WASHINGTON—Neofusicoccum ribis, one of more than 90 fungi in the genus Fusicoccum, is causing leaf fall disease among Hevea brasiliensis trees in Indonesia.
How much of a problem this is creating, however, depends on whom you ask.
"The future of the Indonesian Hevea remains at risk," said Kavickumar s/o Muruganathan, vice president, environment, health & safety at Halcyon Agri Corp. Ltd., in an October 2018 article titled, "The Sorry State of the Indonesian Hevea."
"Vast swathes of rubber trees have already been lost to the Fusicoccum pathogen, and more losses are due until a concrete solution is found to combat this dilapidating disease," Muruganathan wrote.

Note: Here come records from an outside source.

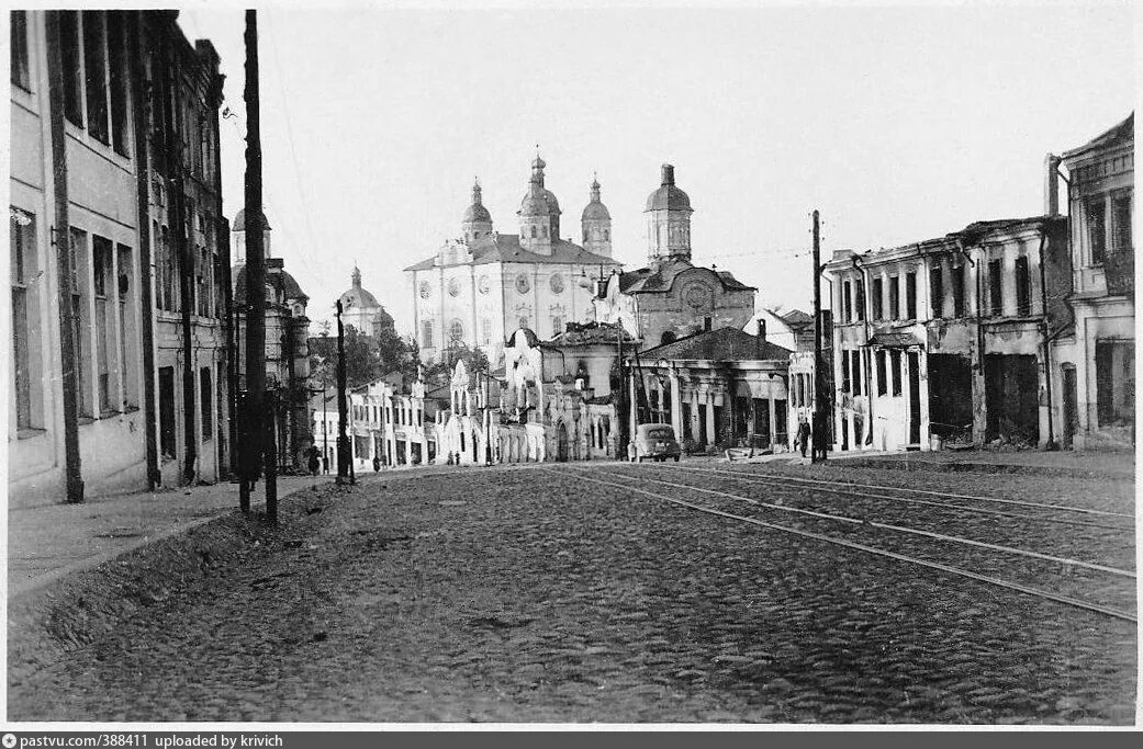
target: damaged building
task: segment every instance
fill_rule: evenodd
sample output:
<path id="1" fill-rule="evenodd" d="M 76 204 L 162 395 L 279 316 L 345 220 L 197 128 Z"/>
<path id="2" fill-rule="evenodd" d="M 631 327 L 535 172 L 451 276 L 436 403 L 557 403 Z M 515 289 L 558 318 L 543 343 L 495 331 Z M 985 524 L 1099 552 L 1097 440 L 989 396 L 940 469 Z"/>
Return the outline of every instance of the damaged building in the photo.
<path id="1" fill-rule="evenodd" d="M 1047 345 L 1064 324 L 1066 220 L 978 222 L 825 266 L 833 292 L 834 449 L 1046 446 Z"/>

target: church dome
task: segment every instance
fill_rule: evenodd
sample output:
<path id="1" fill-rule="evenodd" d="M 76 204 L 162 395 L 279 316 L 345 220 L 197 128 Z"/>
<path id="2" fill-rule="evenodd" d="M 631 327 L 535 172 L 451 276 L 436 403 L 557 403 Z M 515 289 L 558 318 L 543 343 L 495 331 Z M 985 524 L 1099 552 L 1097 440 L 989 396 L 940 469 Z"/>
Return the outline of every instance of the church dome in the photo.
<path id="1" fill-rule="evenodd" d="M 674 186 L 674 167 L 663 164 L 663 179 L 658 190 L 647 196 L 646 210 L 685 210 L 690 211 L 690 198 Z"/>
<path id="2" fill-rule="evenodd" d="M 493 215 L 488 212 L 488 209 L 479 203 L 473 203 L 464 209 L 464 218 L 461 219 L 465 224 L 472 222 L 491 222 Z"/>
<path id="3" fill-rule="evenodd" d="M 520 202 L 520 216 L 551 216 L 550 203 L 544 193 L 547 191 L 542 187 L 537 190 L 534 186 L 529 190 Z M 555 200 L 554 195 L 552 195 L 552 200 Z"/>
<path id="4" fill-rule="evenodd" d="M 485 208 L 483 199 L 480 193 L 480 180 L 477 179 L 472 184 L 472 204 L 464 209 L 464 218 L 461 219 L 462 224 L 478 224 L 478 223 L 493 223 L 493 215 L 488 212 Z"/>
<path id="5" fill-rule="evenodd" d="M 350 309 L 381 307 L 377 297 L 361 288 L 361 271 L 357 267 L 353 268 L 353 285 L 337 297 L 337 300 L 342 303 L 342 309 L 346 312 Z"/>
<path id="6" fill-rule="evenodd" d="M 591 183 L 591 201 L 588 203 L 586 208 L 583 209 L 583 220 L 612 220 L 612 214 L 607 210 L 607 206 L 604 201 L 599 199 L 599 179 L 593 179 Z"/>
<path id="7" fill-rule="evenodd" d="M 262 231 L 264 231 L 264 232 L 269 231 L 270 229 L 270 222 L 266 220 L 266 215 L 265 214 L 259 214 L 258 218 L 261 219 L 259 223 L 262 224 Z M 231 231 L 233 231 L 233 232 L 245 232 L 246 231 L 246 209 L 245 208 L 242 210 L 238 211 L 238 214 L 234 216 L 234 223 L 233 223 L 233 225 L 231 227 Z"/>

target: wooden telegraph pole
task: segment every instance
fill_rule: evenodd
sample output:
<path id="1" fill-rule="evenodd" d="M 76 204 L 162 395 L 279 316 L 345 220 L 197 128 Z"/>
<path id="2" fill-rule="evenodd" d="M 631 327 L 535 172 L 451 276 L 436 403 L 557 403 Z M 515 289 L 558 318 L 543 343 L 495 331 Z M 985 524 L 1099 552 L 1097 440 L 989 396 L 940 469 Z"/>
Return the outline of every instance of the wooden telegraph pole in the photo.
<path id="1" fill-rule="evenodd" d="M 266 259 L 262 228 L 262 124 L 258 104 L 258 18 L 246 11 L 246 409 L 247 438 L 242 459 L 241 492 L 249 508 L 250 485 L 258 464 L 274 459 L 266 451 Z M 251 231 L 253 229 L 253 231 Z M 274 467 L 266 464 L 266 520 L 278 522 Z"/>
<path id="2" fill-rule="evenodd" d="M 345 327 L 342 300 L 337 300 L 337 483 L 350 483 L 350 440 L 345 435 L 349 405 L 345 403 Z"/>
<path id="3" fill-rule="evenodd" d="M 822 361 L 822 232 L 814 210 L 814 432 L 812 462 L 825 462 L 825 362 Z"/>

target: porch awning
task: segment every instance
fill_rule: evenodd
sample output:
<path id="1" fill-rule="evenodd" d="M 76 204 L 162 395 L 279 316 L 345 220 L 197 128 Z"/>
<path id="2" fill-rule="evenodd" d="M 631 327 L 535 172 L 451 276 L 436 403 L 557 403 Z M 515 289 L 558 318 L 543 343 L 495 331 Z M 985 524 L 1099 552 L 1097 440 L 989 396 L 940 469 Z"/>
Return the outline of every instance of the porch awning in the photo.
<path id="1" fill-rule="evenodd" d="M 910 346 L 920 346 L 921 341 L 912 333 L 873 333 L 869 345 L 881 348 L 909 348 Z"/>

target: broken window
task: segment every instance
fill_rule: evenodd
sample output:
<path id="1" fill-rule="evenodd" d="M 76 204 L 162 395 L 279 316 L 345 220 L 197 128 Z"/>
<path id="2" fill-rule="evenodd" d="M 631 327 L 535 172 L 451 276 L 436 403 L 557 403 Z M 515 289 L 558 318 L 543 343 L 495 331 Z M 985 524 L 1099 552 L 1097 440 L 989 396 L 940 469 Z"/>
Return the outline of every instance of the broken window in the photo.
<path id="1" fill-rule="evenodd" d="M 917 320 L 917 274 L 905 274 L 905 320 Z"/>
<path id="2" fill-rule="evenodd" d="M 933 306 L 933 317 L 944 316 L 944 277 L 940 266 L 929 271 L 929 304 Z"/>
<path id="3" fill-rule="evenodd" d="M 1092 265 L 1103 265 L 1108 255 L 1108 218 L 1102 198 L 1088 201 L 1085 217 L 1087 218 L 1087 242 L 1090 247 Z"/>
<path id="4" fill-rule="evenodd" d="M 901 395 L 901 349 L 889 352 L 889 378 L 893 382 L 893 394 Z"/>
<path id="5" fill-rule="evenodd" d="M 1032 314 L 1032 276 L 1028 271 L 1028 256 L 1016 258 L 1016 314 Z"/>
<path id="6" fill-rule="evenodd" d="M 965 284 L 968 276 L 968 265 L 961 264 L 950 268 L 950 276 L 952 277 L 952 316 L 964 317 L 966 314 Z"/>
<path id="7" fill-rule="evenodd" d="M 1095 402 L 1101 427 L 1135 422 L 1135 341 L 1095 341 Z"/>
<path id="8" fill-rule="evenodd" d="M 1132 251 L 1132 192 L 1111 196 L 1111 242 L 1116 252 Z"/>
<path id="9" fill-rule="evenodd" d="M 989 309 L 993 315 L 1004 314 L 1004 261 L 989 260 Z"/>
<path id="10" fill-rule="evenodd" d="M 80 62 L 79 13 L 59 14 L 59 51 L 64 70 L 64 115 L 72 124 L 83 127 L 83 67 Z"/>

The March 2019 issue of Natural Rubber Trends & Statistics, the monthly publication of the Association of Natural Rubber Producing Countries, suggested the Fusicoccum fungus was a problem affecting NR supplies in Indonesia.
In that issue, ANRPC Secretary General Nguyen Ngoc Bich noted that world NR production fell 5.2 percent in the first quarter of 2019, with sagging prices and a long wintering season partly to blame.

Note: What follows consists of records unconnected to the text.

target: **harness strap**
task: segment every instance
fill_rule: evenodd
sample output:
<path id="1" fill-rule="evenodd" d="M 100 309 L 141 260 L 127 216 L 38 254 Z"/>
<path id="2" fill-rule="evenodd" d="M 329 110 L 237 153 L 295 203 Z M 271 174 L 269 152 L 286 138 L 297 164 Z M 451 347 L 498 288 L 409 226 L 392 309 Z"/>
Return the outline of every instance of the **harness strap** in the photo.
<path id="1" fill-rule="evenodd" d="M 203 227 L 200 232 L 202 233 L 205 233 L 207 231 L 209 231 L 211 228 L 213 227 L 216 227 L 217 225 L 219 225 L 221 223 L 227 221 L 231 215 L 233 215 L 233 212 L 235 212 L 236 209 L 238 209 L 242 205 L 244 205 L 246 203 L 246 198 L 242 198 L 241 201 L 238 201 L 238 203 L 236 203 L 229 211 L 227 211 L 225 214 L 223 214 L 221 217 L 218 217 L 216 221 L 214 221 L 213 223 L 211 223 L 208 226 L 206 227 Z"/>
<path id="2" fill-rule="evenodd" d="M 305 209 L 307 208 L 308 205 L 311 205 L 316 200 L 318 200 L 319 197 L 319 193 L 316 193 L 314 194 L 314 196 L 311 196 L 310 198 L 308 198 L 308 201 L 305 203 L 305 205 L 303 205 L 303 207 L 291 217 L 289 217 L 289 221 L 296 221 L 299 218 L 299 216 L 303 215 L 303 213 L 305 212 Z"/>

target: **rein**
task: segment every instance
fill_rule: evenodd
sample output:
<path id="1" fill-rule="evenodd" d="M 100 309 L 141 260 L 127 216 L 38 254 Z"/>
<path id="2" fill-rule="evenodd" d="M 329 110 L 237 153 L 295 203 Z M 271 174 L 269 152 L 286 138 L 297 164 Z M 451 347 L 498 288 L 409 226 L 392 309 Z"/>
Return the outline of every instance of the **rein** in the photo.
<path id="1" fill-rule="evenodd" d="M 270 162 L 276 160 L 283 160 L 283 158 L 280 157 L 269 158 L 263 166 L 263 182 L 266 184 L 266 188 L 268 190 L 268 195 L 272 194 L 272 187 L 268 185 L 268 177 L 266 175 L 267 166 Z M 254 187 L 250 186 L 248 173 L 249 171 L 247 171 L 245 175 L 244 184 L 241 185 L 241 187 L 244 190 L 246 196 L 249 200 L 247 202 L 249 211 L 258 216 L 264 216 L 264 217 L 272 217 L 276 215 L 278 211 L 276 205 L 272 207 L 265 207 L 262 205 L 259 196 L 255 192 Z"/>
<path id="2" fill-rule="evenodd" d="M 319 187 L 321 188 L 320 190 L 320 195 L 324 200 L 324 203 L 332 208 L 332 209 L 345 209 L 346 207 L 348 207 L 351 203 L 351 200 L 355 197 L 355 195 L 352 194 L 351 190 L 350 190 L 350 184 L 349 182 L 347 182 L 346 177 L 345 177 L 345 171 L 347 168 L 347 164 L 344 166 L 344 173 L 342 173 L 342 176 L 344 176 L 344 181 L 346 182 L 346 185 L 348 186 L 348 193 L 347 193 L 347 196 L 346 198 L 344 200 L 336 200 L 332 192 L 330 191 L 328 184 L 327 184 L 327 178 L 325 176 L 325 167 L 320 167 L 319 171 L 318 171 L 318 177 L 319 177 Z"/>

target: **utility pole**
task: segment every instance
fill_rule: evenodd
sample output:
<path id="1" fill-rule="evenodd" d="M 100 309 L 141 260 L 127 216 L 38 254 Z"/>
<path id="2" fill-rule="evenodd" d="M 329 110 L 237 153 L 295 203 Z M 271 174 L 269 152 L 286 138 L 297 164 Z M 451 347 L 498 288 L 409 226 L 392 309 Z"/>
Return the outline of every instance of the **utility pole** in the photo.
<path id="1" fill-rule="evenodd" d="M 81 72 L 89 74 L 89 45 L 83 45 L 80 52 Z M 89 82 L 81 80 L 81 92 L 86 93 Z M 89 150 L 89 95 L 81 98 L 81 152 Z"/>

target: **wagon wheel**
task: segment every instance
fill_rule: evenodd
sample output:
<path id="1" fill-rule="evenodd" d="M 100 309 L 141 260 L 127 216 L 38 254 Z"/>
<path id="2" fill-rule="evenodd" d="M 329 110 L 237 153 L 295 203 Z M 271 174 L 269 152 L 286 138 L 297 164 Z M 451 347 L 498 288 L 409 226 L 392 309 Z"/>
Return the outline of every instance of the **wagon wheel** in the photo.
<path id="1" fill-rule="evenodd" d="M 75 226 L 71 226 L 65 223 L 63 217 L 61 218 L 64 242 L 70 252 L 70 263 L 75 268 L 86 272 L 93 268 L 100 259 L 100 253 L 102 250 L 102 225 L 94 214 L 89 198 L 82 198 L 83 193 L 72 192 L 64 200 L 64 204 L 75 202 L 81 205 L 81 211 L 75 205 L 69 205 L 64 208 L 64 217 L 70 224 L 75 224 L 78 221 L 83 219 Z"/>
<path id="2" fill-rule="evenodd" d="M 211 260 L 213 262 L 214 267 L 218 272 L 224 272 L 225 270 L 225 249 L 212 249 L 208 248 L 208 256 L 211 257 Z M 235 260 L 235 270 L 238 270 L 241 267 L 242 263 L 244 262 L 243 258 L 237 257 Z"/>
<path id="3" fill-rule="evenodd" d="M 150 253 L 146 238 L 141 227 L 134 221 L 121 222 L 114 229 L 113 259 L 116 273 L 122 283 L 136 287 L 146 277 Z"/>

"The new leaf fall disease in South Sumatra might also have contributed to the drop," Nguyen wrote.
But other sources within the NR industry said they doubted that the Fusicoccum fungus was spreading quickly or having much of an effect.

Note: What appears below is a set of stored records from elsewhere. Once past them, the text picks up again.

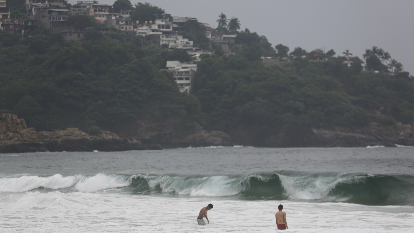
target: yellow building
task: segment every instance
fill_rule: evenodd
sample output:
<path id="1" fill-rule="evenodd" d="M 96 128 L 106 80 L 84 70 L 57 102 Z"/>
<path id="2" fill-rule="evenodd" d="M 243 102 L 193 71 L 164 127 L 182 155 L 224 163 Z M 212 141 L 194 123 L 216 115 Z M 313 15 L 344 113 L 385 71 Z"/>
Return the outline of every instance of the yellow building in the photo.
<path id="1" fill-rule="evenodd" d="M 6 6 L 6 0 L 0 0 L 0 19 L 10 18 L 10 9 Z"/>

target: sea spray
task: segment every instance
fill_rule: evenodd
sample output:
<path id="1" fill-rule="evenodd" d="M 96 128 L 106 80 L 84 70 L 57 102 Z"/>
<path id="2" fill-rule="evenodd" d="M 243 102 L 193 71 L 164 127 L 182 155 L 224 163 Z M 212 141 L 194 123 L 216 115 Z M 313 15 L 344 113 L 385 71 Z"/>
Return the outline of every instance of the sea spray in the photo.
<path id="1" fill-rule="evenodd" d="M 0 192 L 40 188 L 42 192 L 91 193 L 116 189 L 113 192 L 139 195 L 414 205 L 414 176 L 410 175 L 279 171 L 238 175 L 99 173 L 0 178 Z"/>

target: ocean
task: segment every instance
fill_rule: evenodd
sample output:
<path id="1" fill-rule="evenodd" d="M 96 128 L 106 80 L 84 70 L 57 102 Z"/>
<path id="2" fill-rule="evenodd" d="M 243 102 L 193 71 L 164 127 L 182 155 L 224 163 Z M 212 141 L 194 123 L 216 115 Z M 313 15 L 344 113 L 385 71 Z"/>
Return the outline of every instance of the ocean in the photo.
<path id="1" fill-rule="evenodd" d="M 286 232 L 412 232 L 414 148 L 0 154 L 2 233 L 275 232 L 280 204 Z"/>

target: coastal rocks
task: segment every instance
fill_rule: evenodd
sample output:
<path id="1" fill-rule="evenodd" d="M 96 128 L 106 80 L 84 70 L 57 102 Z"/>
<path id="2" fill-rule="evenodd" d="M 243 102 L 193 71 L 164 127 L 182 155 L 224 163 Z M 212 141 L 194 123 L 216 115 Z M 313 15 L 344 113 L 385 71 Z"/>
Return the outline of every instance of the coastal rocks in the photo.
<path id="1" fill-rule="evenodd" d="M 414 146 L 412 127 L 409 124 L 401 123 L 386 126 L 371 123 L 367 127 L 356 129 L 340 128 L 332 130 L 313 129 L 312 133 L 308 143 L 313 146 Z"/>
<path id="2" fill-rule="evenodd" d="M 36 151 L 102 151 L 161 149 L 158 145 L 129 142 L 108 131 L 90 135 L 77 128 L 37 132 L 27 128 L 24 119 L 0 114 L 0 153 Z"/>
<path id="3" fill-rule="evenodd" d="M 134 130 L 125 136 L 130 141 L 160 145 L 163 148 L 233 145 L 231 138 L 224 132 L 206 131 L 199 126 L 194 127 L 191 132 L 183 131 L 181 129 L 177 129 L 177 125 L 179 125 L 173 121 L 161 123 L 140 121 L 137 122 Z"/>
<path id="4" fill-rule="evenodd" d="M 227 133 L 221 131 L 206 131 L 204 130 L 189 135 L 184 138 L 189 146 L 192 147 L 232 145 L 231 138 Z"/>

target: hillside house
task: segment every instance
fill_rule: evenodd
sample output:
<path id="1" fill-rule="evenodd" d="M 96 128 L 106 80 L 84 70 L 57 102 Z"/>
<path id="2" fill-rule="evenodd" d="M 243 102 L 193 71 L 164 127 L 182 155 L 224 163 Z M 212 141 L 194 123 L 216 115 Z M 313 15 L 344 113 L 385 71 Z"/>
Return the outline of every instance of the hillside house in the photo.
<path id="1" fill-rule="evenodd" d="M 190 93 L 191 87 L 194 85 L 197 65 L 178 61 L 167 61 L 166 66 L 168 71 L 173 73 L 180 91 Z"/>
<path id="2" fill-rule="evenodd" d="M 85 32 L 82 31 L 68 31 L 63 32 L 63 39 L 68 41 L 79 41 L 83 39 Z"/>
<path id="3" fill-rule="evenodd" d="M 0 0 L 0 19 L 10 18 L 10 9 L 6 5 L 6 0 Z"/>
<path id="4" fill-rule="evenodd" d="M 0 23 L 0 28 L 13 34 L 23 36 L 24 33 L 23 25 L 22 21 L 12 19 L 3 19 Z"/>

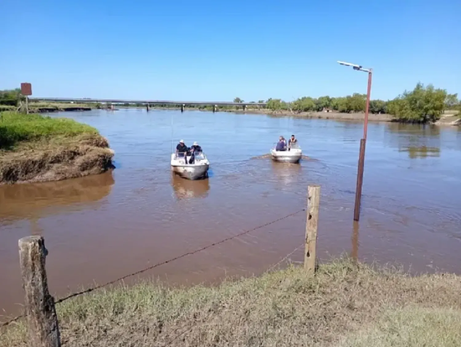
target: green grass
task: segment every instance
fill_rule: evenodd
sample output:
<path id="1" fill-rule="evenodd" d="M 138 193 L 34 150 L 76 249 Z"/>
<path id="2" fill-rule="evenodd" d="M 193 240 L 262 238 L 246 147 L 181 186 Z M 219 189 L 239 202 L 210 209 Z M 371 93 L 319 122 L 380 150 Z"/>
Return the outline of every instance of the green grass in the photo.
<path id="1" fill-rule="evenodd" d="M 98 134 L 98 131 L 69 118 L 8 111 L 0 112 L 0 149 L 11 149 L 22 142 L 86 134 Z"/>
<path id="2" fill-rule="evenodd" d="M 411 277 L 348 259 L 216 287 L 120 285 L 57 306 L 62 345 L 460 346 L 461 277 Z M 25 347 L 24 321 L 0 346 Z"/>

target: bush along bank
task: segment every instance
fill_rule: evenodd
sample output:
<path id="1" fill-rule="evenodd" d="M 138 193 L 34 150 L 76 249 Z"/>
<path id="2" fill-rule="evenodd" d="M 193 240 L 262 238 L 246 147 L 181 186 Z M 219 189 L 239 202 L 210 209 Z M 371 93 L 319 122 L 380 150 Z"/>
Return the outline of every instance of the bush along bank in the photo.
<path id="1" fill-rule="evenodd" d="M 59 181 L 113 167 L 95 128 L 72 119 L 0 113 L 0 184 Z"/>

"Yes, there is a leaf blight in Indonesia, but it's been contained in the area where it is," said one industry source who asked to remain anonymous.
The information available on Indonesian leaf fall disease in the West is fragmentary and often contradictory, according to Alan L. Grant Polymer.
According to the estimate now circulating, about 100,000 hectares (slightly less than 250,000 acres) of NR-growing land in Indonesia has been affected by the fungus, said the Norfolk, Va.-based rubber supplier.
"This represents 3 percent of Indonesia's mature growing area, meaning impact on Indonesian production is only 3 percent," the company said. "(But) other sources are claiming Indonesian production is down 10-30 percent."